The Solicitors Regulation Authority is consulting on a proposal to lessen the impact of its practising certificate fee reforms on small firms and legal aid practices for this year’s renewal.
The proposal could mean around 3% of the profession would have the fee payable under the new regime reduced for the 2010 renewal, shifting a maximum of £160,000 on to the rest of the profession for that year.
The consultation puts forward an option for a transitional ‘fee moderation process’, which would address unfairness in the system caused by the use of 2009 turnover figures to calculate the firm-based element of the 2010 practising certificate fee.
The decision to use turnover figures from 2009 was made following consultation with the profession, which in general favoured the simplicity of that approach.
However, the use of 2009 data means that firms that have seen a significant reduction in turnover in 2010 could be paying an unfairly high PC fee.
The SRA has outlined a fee moderation process, which could be used to address this unfairness. The process would only be applicable for the 2010 renewal year and would be based on a set of pre-established conditions with no discretionary element.
To be eligible, firms must have a turnover below £500,000 in their most recent closed annual accounts. The total PC fee payable under the new system in 2010 must be at least 50% more than what they paid in 2009 under the current system, and they must have experienced a turnover drop of at least 30% compared to the figure they submitted to the SRA in 2009.
In addition, the SRA is considering removing the £500,000 turnover threshold for firms that generate at least half of their income from legal aid work. This means legal aid firms of any size could be eligible for a reduction if they face a 50% increase in PC fees and their turnover has fallen by 30%.
In its consultation, the SRA said it was considering this option ‘because some members of the profession have raised concerns about the impact of the new structure on firms with a high percentage of legal aid (these firms often have high turnover/low margin) and a possible impact on access to justice’.

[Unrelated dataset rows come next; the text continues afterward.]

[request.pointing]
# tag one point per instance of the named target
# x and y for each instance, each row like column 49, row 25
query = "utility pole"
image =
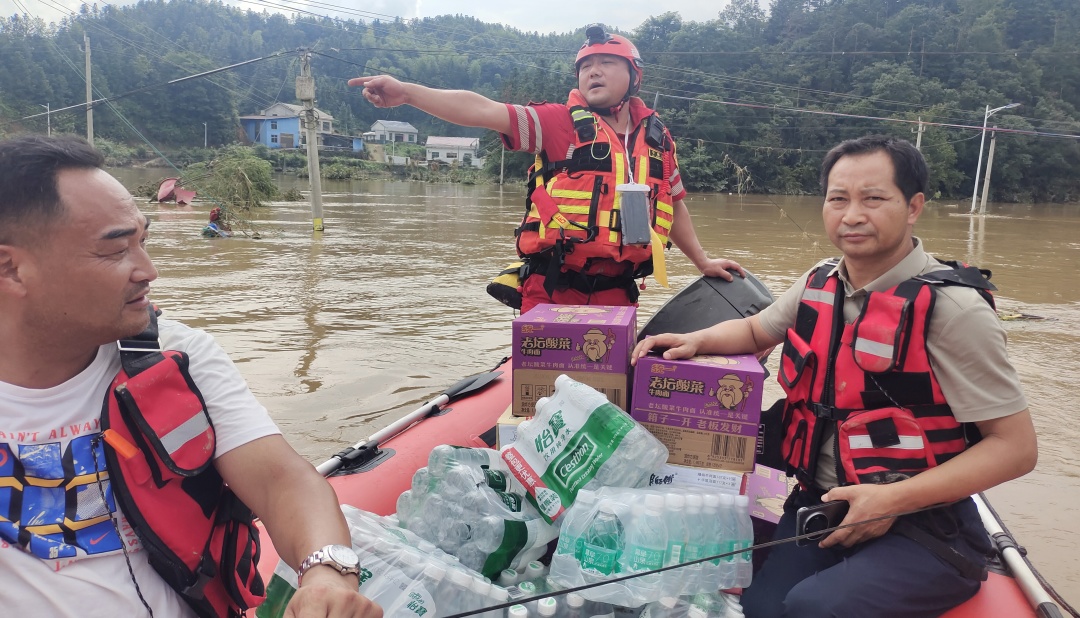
column 49, row 120
column 989, row 165
column 90, row 93
column 306, row 92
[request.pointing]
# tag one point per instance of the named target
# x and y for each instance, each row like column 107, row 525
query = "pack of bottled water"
column 703, row 605
column 468, row 505
column 578, row 440
column 407, row 576
column 617, row 532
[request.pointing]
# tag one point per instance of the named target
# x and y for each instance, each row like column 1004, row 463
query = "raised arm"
column 458, row 106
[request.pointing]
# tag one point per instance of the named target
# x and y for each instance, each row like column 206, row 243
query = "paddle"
column 460, row 389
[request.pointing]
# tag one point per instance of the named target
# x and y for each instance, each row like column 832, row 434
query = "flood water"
column 342, row 332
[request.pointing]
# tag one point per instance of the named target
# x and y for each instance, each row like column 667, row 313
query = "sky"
column 563, row 16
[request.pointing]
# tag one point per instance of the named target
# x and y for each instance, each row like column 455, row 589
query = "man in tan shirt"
column 874, row 195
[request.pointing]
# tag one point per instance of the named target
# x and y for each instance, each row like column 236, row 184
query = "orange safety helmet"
column 601, row 42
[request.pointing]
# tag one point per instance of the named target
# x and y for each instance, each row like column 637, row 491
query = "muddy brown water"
column 342, row 332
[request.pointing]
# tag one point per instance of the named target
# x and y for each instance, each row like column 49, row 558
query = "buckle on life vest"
column 828, row 412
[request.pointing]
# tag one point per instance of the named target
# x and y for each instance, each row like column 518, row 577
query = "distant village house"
column 279, row 126
column 460, row 150
column 385, row 131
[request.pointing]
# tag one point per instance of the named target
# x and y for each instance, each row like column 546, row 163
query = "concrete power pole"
column 989, row 165
column 90, row 93
column 306, row 92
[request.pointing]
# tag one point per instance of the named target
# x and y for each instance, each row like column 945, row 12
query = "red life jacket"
column 872, row 380
column 159, row 449
column 572, row 212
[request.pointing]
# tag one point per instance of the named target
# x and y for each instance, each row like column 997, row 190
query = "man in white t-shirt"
column 75, row 277
column 889, row 359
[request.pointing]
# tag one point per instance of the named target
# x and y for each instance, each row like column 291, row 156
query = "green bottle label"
column 599, row 559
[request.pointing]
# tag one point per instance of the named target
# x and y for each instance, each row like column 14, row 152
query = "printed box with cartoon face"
column 704, row 410
column 591, row 344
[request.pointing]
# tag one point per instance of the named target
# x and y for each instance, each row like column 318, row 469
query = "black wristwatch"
column 338, row 556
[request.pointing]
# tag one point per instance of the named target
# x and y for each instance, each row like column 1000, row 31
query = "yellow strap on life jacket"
column 659, row 264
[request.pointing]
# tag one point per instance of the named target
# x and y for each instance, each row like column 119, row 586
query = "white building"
column 392, row 131
column 461, row 150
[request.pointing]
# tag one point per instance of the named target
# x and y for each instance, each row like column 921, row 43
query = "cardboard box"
column 505, row 428
column 591, row 344
column 768, row 488
column 669, row 474
column 704, row 410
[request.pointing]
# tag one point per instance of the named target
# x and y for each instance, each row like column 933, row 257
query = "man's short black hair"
column 28, row 169
column 909, row 169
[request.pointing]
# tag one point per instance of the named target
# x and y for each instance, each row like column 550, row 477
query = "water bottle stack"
column 616, row 532
column 467, row 505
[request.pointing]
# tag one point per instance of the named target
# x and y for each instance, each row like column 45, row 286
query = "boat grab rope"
column 811, row 535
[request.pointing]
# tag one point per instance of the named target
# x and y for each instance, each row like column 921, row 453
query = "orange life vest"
column 572, row 210
column 159, row 454
column 872, row 380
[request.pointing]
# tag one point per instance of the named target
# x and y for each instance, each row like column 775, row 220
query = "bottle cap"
column 480, row 587
column 534, row 569
column 548, row 606
column 460, row 577
column 585, row 497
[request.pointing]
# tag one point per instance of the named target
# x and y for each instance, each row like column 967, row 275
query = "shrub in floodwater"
column 235, row 178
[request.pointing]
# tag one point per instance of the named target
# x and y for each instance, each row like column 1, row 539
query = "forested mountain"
column 751, row 96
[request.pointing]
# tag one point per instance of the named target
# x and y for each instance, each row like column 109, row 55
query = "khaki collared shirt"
column 966, row 344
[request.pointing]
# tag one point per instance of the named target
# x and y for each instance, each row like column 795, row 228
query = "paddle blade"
column 470, row 385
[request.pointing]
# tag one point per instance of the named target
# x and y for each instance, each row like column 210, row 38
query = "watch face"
column 343, row 555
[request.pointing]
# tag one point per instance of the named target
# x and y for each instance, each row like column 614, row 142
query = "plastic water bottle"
column 548, row 607
column 744, row 536
column 675, row 520
column 646, row 546
column 603, row 541
column 535, row 572
column 455, row 593
column 696, row 542
column 728, row 540
column 574, row 525
column 666, row 607
column 496, row 596
column 508, row 577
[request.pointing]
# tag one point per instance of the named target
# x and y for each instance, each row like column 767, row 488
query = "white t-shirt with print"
column 49, row 492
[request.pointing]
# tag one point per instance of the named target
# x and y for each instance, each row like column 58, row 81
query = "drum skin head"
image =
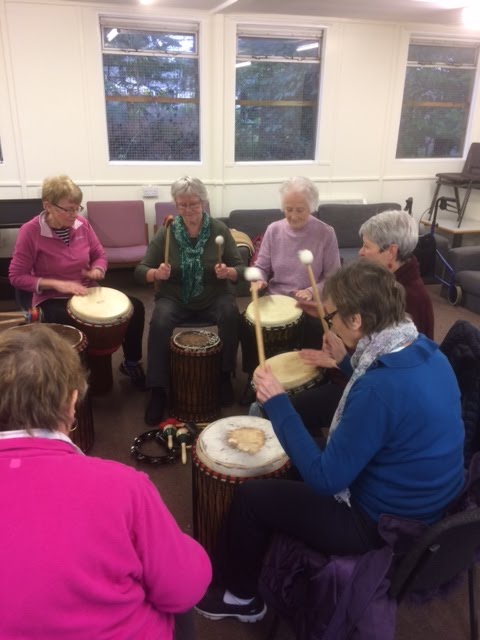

The paper suggests the structure of the moderation process, which would be based on set criteria with no room for discretion, would make it a ‘robust, objective and transparent system which is both efficient and economic to administer’.
The consultation sets out the fee moderation process as one of two options, the other being to set up no transitional arrangements. It does not indicate which system the SRA prefers.
SRA board chairman Charles Plant said the proposed moderation process related ‘primarily to firms that can show their turnover has reduced significantly and therefore it could be unfair to base the 60% fee, which is based on turnover, relating that to last year’s turnover’.
From the 2010 renewal, 60% of the regulatory burden will be paid for through a firm-based fee, and 40% through a PC fee paid by individual solicitors.